Rockefeller was No. 377 on this year’s Forbes magazine list of 587 billionaires, with $1.5 billion. But he was perhaps best known for his environmental work: He served under five presidents in several capacities related to conservation and the outdoors.

He founded the American Conservation Association in 1958 and was head of Jackson Hole Preserve Inc., a conservation organization that played a major role in protecting parts of the Grand Tetons in Wyoming and redwood trees in California.

Rockefeller helped develop national parks in Wyoming, the U.S. Virgin Islands and Vermont, and chaired the White House Conference on Natural Beauty.

Rockefeller also was a pivotal developer of the economics field that became known as venture capital.

Investor from Eastern Airlines to Apple
In 1938 he helped finance World War I pilot Eddie Rickenbacker’s Eastern Airlines, and he later invested in McDonnell Aircraft Corp., Intel Corp. and Apple Computer Inc. He sought to fund ventures that would strengthen national security, welfare or the economy.

“As his younger brother, I always admired Laurance for his extraordinary business skills and often followed his lead by joining him in the field of venture capital, where he was a true pioneer,” said David Rockefeller, the last remaining child of John D. Rockefeller Jr.

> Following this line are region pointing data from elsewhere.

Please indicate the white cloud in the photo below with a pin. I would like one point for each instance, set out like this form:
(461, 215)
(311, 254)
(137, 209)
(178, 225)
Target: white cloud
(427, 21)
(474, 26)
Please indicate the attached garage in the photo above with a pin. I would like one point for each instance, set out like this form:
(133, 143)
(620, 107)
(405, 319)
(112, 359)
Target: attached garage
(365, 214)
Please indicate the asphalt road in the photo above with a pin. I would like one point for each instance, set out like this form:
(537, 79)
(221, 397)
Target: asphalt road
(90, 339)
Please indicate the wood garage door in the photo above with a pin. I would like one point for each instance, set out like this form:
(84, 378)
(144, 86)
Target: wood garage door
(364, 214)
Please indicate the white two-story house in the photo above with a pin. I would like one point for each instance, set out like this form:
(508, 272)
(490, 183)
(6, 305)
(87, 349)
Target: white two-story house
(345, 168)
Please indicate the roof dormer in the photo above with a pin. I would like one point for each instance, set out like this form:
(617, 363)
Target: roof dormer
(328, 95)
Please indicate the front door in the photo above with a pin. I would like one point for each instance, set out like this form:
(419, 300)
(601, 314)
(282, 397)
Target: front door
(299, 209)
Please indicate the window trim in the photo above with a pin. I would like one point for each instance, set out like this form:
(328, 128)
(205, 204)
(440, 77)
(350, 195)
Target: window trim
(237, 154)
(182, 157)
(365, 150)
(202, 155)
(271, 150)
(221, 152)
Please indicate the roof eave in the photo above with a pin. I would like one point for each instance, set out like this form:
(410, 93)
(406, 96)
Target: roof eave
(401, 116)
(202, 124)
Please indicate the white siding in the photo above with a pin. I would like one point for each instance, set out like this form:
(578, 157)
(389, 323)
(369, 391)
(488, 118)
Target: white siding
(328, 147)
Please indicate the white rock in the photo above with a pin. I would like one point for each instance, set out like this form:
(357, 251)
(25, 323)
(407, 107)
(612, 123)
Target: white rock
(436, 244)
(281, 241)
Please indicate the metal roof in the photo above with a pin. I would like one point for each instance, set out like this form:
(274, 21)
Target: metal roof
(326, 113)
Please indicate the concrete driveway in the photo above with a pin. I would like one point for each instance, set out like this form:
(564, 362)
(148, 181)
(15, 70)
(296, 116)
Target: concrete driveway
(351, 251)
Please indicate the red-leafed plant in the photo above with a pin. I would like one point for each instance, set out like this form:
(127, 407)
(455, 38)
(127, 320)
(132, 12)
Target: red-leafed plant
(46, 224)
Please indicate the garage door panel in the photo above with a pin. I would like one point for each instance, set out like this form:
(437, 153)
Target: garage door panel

Laurance Spelman Rockefeller was born May 26, 1910, in New York, and was the fourth of six children of Rockefeller Jr. and Abby Aldrich Rockefeller. He graduated from Princeton University in 1932 and studied law at Harvard for two years. In 1934, he married Mary French.

He served in the Navy during World War II and became a lieutenant commander.

Rockefeller served on the board of Memorial Sloan-Kettering Cancer Center and became the first recipient of the American Cancer Society’s Alfred P. Sloan Memorial Award for his contributions to cancer research.

Rockefeller is survived by four children, eight grandchildren and 12 great-grandchildren. His wife died in 1997.